Several of the 35 states that rely on lethal injection are either scrambling to find sodium thiopental -- an anaesthetic that renders the condemned inmate unconscious -- or considering using another drug. But both routes are strewn with legal or ethical roadblocks.
The shortage delayed an Oklahoma execution last month and led Kentucky's governor to postpone the signing of death warrants for two inmates. Arizona is trying to get its hands on the drug in time for its next execution in late October.
California said the shortage will force it to stop executions on Friday, three hours after an inmate is scheduled to die, when its stock expires.
The sole US manufacturer, Hospira Inc of Lake Forest, Illinois, has blamed the shortage on unspecified problems with its raw-material suppliers and said new batches of sodium thiopental will not be available until January at the earliest.
Nine states have a total of 17 executions scheduled between now and the end of January, including Missouri, Ohio, Oklahoma, Tennessee and Texas.
"We are working to get it back on to the market for our customers as soon as possible," Hospira spokesman Dan Rosenberg said.
But at least one death penalty expert was sceptical of Hospira's explanation, noting that the company had made it clear it objected to using its drugs for executions. Hospira also makes the two other chemicals used in lethal injections.
Sodium thiopental is a barbiturate, used primarily to anaesthetise surgical patients and induce medical comas.
It is also used to help terminally ill people commit suicide and sometimes to euthanise animals.
Some 33 of the states that have lethal injection employ the three-drug combination that was created in the 1970s: first, sodium thiopental is given by syringe to put the inmate to sleep; then two other drugs are administered: pancuronium bromide, which paralyses muscles, and potassium chloride, which stops the heart.
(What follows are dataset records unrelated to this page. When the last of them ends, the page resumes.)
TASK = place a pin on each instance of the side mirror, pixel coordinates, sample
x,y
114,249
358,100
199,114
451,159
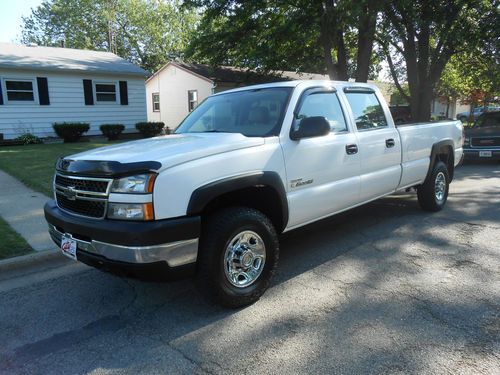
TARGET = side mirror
x,y
308,127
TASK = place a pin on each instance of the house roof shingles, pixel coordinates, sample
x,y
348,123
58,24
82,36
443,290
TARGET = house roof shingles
x,y
60,59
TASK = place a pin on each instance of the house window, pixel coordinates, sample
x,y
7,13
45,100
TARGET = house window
x,y
19,90
105,92
156,102
192,99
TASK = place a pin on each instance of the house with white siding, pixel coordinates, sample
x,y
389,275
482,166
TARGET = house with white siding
x,y
174,90
43,85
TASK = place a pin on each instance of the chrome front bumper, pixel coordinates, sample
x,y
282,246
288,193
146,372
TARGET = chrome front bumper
x,y
176,254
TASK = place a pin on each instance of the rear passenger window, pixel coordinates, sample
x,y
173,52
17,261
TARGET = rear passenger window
x,y
325,104
368,112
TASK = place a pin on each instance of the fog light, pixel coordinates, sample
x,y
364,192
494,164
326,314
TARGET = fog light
x,y
131,211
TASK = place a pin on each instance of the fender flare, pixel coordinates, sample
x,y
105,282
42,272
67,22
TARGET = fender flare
x,y
206,193
441,147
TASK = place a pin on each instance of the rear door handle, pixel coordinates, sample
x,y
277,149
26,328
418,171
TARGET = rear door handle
x,y
351,149
390,143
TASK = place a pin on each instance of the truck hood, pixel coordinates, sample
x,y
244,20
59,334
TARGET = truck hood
x,y
170,150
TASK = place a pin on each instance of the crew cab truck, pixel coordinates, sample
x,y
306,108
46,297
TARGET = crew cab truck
x,y
243,167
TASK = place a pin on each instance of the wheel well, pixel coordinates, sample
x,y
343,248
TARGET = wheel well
x,y
446,155
263,198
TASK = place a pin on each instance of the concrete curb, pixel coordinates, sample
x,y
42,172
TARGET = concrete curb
x,y
47,257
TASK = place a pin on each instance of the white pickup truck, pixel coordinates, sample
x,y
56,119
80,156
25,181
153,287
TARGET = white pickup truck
x,y
243,167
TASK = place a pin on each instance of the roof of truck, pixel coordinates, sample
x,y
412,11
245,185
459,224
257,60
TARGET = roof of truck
x,y
305,83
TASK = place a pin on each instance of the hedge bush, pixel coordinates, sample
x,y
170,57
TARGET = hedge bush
x,y
29,139
150,129
70,131
112,131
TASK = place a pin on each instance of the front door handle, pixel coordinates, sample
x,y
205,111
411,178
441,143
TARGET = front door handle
x,y
351,149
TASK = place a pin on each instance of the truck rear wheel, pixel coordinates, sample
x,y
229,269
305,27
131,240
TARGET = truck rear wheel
x,y
238,256
433,193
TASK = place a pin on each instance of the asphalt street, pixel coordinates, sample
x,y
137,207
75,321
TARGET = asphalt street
x,y
385,288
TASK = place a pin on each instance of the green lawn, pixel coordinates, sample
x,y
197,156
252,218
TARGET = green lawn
x,y
34,164
11,243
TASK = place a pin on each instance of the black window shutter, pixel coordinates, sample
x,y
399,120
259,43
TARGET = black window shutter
x,y
123,93
87,92
43,90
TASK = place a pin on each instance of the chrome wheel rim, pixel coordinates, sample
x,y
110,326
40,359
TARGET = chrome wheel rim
x,y
244,259
440,186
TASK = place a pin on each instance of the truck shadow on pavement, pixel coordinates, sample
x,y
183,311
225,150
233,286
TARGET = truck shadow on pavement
x,y
382,288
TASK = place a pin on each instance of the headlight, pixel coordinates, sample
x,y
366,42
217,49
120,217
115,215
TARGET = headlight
x,y
141,183
131,211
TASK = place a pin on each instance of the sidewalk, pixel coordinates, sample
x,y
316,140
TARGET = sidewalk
x,y
22,208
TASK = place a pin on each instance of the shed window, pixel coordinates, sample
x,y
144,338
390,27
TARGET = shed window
x,y
156,102
105,92
192,99
19,90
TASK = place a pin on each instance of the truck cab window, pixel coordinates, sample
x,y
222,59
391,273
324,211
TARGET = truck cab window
x,y
367,111
325,104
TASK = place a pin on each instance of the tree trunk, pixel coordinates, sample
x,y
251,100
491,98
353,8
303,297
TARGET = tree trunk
x,y
366,36
343,74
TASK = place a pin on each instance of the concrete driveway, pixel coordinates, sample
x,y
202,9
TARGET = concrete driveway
x,y
385,288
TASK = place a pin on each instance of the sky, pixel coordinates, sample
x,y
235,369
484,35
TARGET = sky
x,y
11,12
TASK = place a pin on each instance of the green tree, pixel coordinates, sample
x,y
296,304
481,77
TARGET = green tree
x,y
332,36
426,34
146,32
472,77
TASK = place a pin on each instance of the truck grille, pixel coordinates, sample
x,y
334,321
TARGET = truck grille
x,y
82,196
97,186
485,142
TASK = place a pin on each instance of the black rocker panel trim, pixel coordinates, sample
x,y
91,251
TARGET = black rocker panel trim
x,y
442,147
97,168
205,194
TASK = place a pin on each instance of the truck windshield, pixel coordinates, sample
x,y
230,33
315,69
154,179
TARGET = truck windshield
x,y
253,113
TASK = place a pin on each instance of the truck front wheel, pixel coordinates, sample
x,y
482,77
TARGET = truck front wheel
x,y
238,256
433,193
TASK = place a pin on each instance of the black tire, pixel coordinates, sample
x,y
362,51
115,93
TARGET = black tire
x,y
218,232
428,193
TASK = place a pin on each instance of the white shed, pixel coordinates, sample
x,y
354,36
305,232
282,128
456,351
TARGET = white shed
x,y
43,85
174,90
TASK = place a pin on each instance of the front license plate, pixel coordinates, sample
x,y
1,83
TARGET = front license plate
x,y
68,247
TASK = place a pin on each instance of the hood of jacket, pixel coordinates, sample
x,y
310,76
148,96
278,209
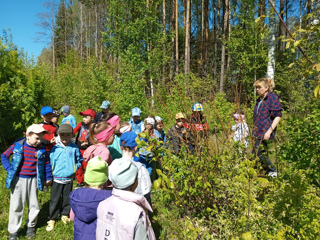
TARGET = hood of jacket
x,y
85,201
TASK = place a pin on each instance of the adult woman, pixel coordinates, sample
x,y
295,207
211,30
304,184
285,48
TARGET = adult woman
x,y
266,116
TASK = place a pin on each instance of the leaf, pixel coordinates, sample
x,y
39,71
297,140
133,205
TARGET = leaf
x,y
317,67
157,183
316,91
290,65
287,45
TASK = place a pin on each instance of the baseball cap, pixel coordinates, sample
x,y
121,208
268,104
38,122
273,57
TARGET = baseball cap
x,y
136,112
129,138
105,105
65,128
45,110
180,115
88,112
197,107
65,109
122,173
36,128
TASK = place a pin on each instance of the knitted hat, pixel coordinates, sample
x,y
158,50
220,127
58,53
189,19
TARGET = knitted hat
x,y
129,138
105,105
122,173
65,128
136,112
96,172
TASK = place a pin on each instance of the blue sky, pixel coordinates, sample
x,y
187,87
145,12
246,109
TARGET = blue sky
x,y
20,17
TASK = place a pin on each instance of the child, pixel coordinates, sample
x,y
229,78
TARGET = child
x,y
55,118
159,132
84,202
47,124
101,135
65,159
240,129
68,118
82,140
26,173
124,215
135,122
114,120
177,134
105,106
128,146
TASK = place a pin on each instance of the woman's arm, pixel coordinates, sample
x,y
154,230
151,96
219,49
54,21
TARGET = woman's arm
x,y
273,126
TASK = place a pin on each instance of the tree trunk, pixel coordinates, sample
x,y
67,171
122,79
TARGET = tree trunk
x,y
187,41
177,36
272,44
216,36
281,30
164,41
223,50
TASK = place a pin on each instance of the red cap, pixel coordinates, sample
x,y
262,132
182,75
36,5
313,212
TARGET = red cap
x,y
89,112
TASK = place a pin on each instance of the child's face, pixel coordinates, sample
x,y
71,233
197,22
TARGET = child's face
x,y
34,139
55,119
136,118
65,138
48,117
180,122
87,119
159,126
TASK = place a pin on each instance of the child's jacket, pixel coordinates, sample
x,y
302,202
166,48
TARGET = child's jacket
x,y
84,203
65,160
118,216
43,171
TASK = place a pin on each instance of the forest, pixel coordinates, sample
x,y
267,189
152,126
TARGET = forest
x,y
164,56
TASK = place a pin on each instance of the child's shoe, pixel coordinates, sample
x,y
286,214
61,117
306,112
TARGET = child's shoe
x,y
31,232
50,226
65,219
13,236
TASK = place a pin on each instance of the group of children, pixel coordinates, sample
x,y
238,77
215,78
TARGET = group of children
x,y
116,200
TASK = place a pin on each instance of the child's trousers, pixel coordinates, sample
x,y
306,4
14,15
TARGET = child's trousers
x,y
22,190
59,192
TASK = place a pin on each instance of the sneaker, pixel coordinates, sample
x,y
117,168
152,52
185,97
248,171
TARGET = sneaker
x,y
79,185
273,174
13,236
65,219
31,232
50,226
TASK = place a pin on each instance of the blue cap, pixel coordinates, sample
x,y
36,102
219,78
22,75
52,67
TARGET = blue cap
x,y
105,105
129,139
45,110
197,107
65,109
136,112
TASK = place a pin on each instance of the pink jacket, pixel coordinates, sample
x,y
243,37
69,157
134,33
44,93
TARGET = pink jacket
x,y
102,151
118,215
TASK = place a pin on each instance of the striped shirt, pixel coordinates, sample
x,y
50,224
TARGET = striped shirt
x,y
28,164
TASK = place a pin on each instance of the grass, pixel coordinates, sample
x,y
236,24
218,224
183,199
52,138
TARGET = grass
x,y
60,232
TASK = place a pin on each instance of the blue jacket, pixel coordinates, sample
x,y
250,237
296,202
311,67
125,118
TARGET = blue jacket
x,y
136,127
65,161
84,203
43,171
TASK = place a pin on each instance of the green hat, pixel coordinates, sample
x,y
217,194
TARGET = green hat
x,y
123,173
97,172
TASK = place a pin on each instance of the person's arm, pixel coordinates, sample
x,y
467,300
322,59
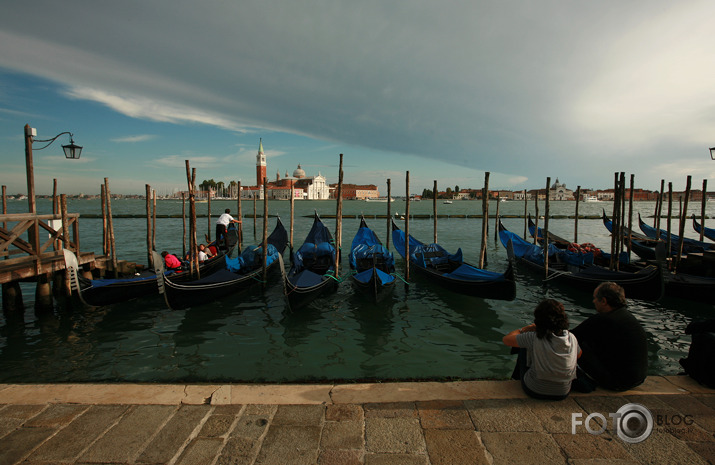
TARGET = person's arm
x,y
510,339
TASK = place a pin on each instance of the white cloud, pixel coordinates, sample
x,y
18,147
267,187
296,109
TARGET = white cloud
x,y
133,139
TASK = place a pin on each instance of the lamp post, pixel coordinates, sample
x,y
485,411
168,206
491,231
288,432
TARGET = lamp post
x,y
72,152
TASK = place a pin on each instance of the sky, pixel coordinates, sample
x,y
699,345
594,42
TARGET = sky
x,y
446,90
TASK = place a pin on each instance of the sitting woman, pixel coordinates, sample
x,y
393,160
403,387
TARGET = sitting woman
x,y
547,353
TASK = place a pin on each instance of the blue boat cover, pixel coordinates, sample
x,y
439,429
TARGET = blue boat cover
x,y
250,259
364,276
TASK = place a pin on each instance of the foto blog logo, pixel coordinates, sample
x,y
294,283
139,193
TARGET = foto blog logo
x,y
633,423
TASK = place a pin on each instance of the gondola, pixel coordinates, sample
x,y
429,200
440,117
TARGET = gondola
x,y
641,245
707,232
235,275
312,272
373,265
599,256
578,270
450,271
689,245
100,292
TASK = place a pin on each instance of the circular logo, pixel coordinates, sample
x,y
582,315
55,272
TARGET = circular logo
x,y
634,423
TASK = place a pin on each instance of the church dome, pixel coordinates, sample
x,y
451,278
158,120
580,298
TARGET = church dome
x,y
299,173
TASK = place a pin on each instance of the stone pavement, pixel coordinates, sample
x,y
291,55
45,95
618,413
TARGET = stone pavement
x,y
469,422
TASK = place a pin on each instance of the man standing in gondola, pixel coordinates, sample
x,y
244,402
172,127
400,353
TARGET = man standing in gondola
x,y
221,226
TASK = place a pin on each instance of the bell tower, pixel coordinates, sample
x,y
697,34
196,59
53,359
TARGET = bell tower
x,y
261,167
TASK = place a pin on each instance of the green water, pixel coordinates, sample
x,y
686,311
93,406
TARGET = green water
x,y
420,332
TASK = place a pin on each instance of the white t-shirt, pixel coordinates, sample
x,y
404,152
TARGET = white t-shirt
x,y
224,219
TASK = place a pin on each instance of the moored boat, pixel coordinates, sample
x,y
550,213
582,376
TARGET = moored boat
x,y
452,272
312,272
372,263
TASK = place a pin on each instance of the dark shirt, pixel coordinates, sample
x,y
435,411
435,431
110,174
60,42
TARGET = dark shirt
x,y
615,349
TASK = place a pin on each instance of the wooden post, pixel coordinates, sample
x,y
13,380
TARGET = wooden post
x,y
660,205
389,218
670,214
110,224
193,256
546,229
683,219
339,219
575,226
526,209
153,220
265,232
630,217
240,225
407,226
183,218
702,209
536,217
496,221
485,219
105,233
209,214
147,187
434,210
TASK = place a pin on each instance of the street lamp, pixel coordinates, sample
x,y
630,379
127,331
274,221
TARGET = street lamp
x,y
72,151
Ohio and Washington state use just one drug to carry out executions: a single, extra-large dose of sodium thiopental.
Hospira has blamed the shortage on "raw-material supplier issues" since last spring, first promising availability in July, then October, then early 2011.
The company has refused to elaborate on the problem. But according to a letter from the Kentucky governor's office, Hospira told state officials that it lost its sole supplier of the drug's active ingredient and was trying to find a new one.
As for the possibility of obtaining the drug elsewhere, the Food and Drug Administration said there are no FDA-approved manufacturers of sodium thiopental overseas.
Switching to another anaesthetic would be difficult for some states. Some, like California, Missouri and Kentucky, adopted their procedures after lengthy court proceedings, and changing drugs could take time and invite lawsuits.
Obtaining sodium thiopental from hospitals does not appear to be an option, either. Sodium thiopental has been largely supplanted by other anaesthetics in the US, and hospitals do not stock much of it.
Also, drug purchasing and use rules -- and ethical guidelines that bar the medical profession from getting involved in executions -- could prevent hospitals from supplying prisons with the drug, according to industry experts.